Moolanomy offers a very helpful guide to some of the ratios that can help you evaluate the value of an individual stock:

  • P/E Ratio: This is the Price to Earnings Ratio. It represents a comparison between the current share price and the earnings per share.
  • PEG Ratio: This is the Price to Earnings to Growth Ratio. This measure takes into account the growth of the company, in addition to its current share price and earnings.
  • PEGY Ratio: This builds on the previous two evaluations to consider a dividend yield.
  • P/B Ratio: Price-To-Book ratio compares the share price to its book value. The book value is the company’s total asset value — looking at balance sheet.

All of these ratios can be helpful in determining whether or not a company is overvalued or undervalued. If a stock is undervalued, it is generally considered a good buy. At some point, according to the theory of the stock market, the share price will rise to meet the value of the investment.

However, even the best evaluations do not take into account the future, and you can still lose out. This is precisely why I’m not into individual stock picking. While some people do well at it, and can do it for entertainment, I am not one of them.
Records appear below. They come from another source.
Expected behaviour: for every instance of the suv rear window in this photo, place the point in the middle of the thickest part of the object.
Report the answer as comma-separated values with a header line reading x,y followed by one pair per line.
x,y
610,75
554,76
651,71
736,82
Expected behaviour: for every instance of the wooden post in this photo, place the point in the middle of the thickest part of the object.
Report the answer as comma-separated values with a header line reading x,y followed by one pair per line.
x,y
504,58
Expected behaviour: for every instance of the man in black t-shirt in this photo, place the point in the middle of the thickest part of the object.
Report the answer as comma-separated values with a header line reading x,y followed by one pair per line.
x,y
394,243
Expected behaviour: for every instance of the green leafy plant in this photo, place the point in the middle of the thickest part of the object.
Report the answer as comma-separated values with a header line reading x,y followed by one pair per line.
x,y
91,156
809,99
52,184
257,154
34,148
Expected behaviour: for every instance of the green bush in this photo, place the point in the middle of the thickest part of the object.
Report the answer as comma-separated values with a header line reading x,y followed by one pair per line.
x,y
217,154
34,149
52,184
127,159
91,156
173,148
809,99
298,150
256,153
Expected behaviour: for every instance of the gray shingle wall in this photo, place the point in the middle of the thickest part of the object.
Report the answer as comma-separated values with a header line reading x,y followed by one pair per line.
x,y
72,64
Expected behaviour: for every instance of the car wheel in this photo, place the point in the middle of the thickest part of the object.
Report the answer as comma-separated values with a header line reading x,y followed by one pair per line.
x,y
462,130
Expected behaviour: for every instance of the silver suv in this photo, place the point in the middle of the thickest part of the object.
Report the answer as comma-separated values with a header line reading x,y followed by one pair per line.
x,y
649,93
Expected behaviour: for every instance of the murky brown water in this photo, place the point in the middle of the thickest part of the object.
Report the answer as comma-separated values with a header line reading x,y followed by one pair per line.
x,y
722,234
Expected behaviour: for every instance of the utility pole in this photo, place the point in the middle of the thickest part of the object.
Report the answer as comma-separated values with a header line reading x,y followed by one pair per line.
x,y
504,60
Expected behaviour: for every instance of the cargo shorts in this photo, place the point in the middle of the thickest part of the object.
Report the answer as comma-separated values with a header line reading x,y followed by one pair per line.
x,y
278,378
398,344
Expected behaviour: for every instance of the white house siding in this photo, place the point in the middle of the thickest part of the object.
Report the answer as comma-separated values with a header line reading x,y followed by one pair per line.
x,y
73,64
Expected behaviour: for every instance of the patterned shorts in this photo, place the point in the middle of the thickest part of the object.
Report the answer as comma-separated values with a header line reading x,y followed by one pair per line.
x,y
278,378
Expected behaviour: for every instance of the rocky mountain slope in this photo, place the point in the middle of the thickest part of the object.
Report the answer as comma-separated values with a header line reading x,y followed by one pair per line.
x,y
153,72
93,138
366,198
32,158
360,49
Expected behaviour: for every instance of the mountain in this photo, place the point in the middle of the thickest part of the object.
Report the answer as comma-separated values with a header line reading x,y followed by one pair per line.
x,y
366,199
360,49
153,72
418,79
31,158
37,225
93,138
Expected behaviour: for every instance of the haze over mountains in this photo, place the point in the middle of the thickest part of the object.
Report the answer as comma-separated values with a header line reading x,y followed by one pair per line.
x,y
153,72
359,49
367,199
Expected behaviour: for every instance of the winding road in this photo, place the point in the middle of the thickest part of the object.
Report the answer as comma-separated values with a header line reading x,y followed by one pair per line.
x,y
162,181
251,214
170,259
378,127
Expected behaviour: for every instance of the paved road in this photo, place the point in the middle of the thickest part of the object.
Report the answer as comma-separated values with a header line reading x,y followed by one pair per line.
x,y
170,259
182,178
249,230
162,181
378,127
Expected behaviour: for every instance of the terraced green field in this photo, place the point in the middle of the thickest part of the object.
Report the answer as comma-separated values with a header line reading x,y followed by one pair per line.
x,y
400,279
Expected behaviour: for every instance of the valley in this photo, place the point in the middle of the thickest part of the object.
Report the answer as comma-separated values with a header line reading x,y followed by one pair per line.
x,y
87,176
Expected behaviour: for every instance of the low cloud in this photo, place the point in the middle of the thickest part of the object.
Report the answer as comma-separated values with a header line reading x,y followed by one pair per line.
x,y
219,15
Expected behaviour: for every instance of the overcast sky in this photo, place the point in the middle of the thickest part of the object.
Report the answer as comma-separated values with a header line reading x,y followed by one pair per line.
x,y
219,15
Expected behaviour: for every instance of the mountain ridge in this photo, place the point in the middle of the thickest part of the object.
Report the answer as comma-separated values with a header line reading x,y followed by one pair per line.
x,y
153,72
I prefer the safety of index funds to the stresses of picking stocks. But there are plenty of those who find stock picking exhilarating and profitable.

Disclaimer: I am not an investment professional. Nothing in this piece or on this Web site should be construed as investment advice. Before making investment decisions, do your own research and/or consult with an investment professional. All investment comes with the risk of loss. You are responsible for your own investment decisions and any loss that may result from your decisions.